The SNCAO CAO.600 was a French prototype twin-engined torpedo-bomber of the Second World War. It was intended to operate from two new aircraft carriers of the French Navy, but only a single example had been completed and flown when the surrender of France in June 1940 ended development of the aircraft.

==Design and development==
In 1937 the French Service Technique de l'Aeronautique (or Air Ministry) launched its A47 specification to replace the Aéronavale's elderly Levasseur PL.7 torpedo-bombers and Levasseur PL.101 reconnaissance aircraft, both obsolete biplanes, aboard the French Navy's two planned new aircraft carriers, the Joffre and Painlevé. The requirement demanded that the new aircraft, which was to act as a torpedo-bomber, level bomber and reconnaissance aircraft, had to have a maximum speed of over 300 km/h (186 mph), with an endurance of 3.5 hours as a torpedo-bomber and 6 hours on reconnaissance missions. Unusually for a carrier-based aircraft, particularly for 1937, the specification demanded that the new aircraft be twin-engined, carrying a crew of two as a torpedo bomber and three as a level bomber or reconnaissance aircraft.

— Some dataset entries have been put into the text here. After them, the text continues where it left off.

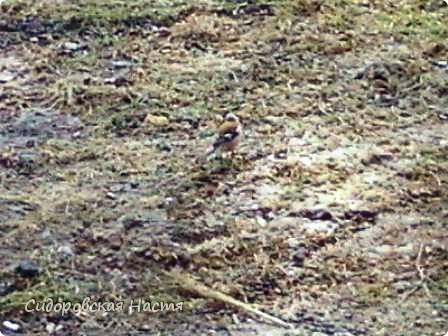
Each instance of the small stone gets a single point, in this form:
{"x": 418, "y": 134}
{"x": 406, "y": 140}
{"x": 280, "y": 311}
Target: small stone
{"x": 5, "y": 288}
{"x": 28, "y": 268}
{"x": 11, "y": 326}
{"x": 155, "y": 120}
{"x": 120, "y": 64}
{"x": 6, "y": 76}
{"x": 66, "y": 251}
{"x": 72, "y": 46}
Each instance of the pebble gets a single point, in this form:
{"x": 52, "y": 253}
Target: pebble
{"x": 28, "y": 268}
{"x": 11, "y": 326}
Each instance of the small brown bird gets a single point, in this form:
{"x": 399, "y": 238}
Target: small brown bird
{"x": 229, "y": 135}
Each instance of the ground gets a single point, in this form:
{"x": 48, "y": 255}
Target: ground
{"x": 332, "y": 216}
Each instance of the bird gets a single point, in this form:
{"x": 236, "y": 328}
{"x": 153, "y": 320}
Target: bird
{"x": 229, "y": 135}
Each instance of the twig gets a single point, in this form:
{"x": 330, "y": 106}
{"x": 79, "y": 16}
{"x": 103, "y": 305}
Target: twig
{"x": 191, "y": 285}
{"x": 422, "y": 282}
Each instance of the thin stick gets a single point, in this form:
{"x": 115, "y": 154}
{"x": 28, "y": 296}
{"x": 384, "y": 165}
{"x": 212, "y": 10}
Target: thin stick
{"x": 191, "y": 285}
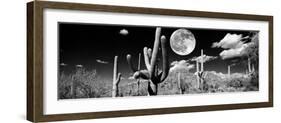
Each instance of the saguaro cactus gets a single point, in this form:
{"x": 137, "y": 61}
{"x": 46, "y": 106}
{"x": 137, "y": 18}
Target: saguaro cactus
{"x": 180, "y": 87}
{"x": 249, "y": 65}
{"x": 116, "y": 78}
{"x": 228, "y": 69}
{"x": 202, "y": 60}
{"x": 152, "y": 72}
{"x": 200, "y": 73}
{"x": 138, "y": 81}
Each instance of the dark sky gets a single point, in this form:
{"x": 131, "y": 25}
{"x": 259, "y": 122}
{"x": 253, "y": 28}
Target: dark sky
{"x": 85, "y": 43}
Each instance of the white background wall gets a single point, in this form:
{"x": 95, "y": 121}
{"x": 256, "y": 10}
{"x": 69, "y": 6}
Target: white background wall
{"x": 13, "y": 60}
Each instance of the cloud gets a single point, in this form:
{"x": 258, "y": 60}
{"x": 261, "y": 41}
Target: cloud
{"x": 205, "y": 58}
{"x": 181, "y": 65}
{"x": 232, "y": 53}
{"x": 102, "y": 62}
{"x": 79, "y": 65}
{"x": 63, "y": 64}
{"x": 124, "y": 32}
{"x": 230, "y": 41}
{"x": 235, "y": 46}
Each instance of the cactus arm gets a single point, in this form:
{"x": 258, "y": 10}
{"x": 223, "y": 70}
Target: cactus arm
{"x": 139, "y": 62}
{"x": 116, "y": 78}
{"x": 155, "y": 51}
{"x": 144, "y": 74}
{"x": 129, "y": 60}
{"x": 146, "y": 58}
{"x": 165, "y": 64}
{"x": 149, "y": 52}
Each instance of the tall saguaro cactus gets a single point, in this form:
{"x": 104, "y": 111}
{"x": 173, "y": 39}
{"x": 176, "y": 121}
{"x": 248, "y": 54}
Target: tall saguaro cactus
{"x": 228, "y": 69}
{"x": 152, "y": 72}
{"x": 180, "y": 87}
{"x": 116, "y": 78}
{"x": 249, "y": 65}
{"x": 200, "y": 73}
{"x": 138, "y": 81}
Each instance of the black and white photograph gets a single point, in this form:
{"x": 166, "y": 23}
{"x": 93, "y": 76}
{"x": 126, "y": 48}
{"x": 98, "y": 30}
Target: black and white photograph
{"x": 106, "y": 60}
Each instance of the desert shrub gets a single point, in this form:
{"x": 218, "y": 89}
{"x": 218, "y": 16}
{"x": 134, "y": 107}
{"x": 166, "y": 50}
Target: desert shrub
{"x": 82, "y": 84}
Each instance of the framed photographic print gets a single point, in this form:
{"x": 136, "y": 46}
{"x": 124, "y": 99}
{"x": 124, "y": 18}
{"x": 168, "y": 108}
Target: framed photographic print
{"x": 96, "y": 61}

An order for two prototypes was placed with the Société Nationale des Constructions Aéronautiques de l'Ouest (SNCAO) on 15 June 1939, with a similar order for two of the competing design from SNCAM, the Dewoitine D.750 following on 26 July. The SNCAO design, the SNCAO CAO.600 was an all-metal monoplane with an inverted gull wing and a retractable tailwheel undercarriage. The pilot and bombardier/navigator sat in separate cockpits with individual stepped windscreens, with the navigator in the extreme nose and the pilot above the leading edge of the wing. The radio-operator/gunner sat further aft, with his cockpit behind the wing. Power was provided by two Gnome-Rhône 14M radial engines.

==Operational history==
The first prototype made its maiden flight on 21 March 1940, being flown from Villacoublay to Istres on 31 March. It had completed 35 flying hours by 25 June when the test programme was stopped by the French surrender to Germany. The second prototype, which differed in having the folding wings required for carrier operations, was abandoned incomplete, while the first prototype was dismantled and stored until it was finally scrapped following the German occupation of Southern France in November 1942.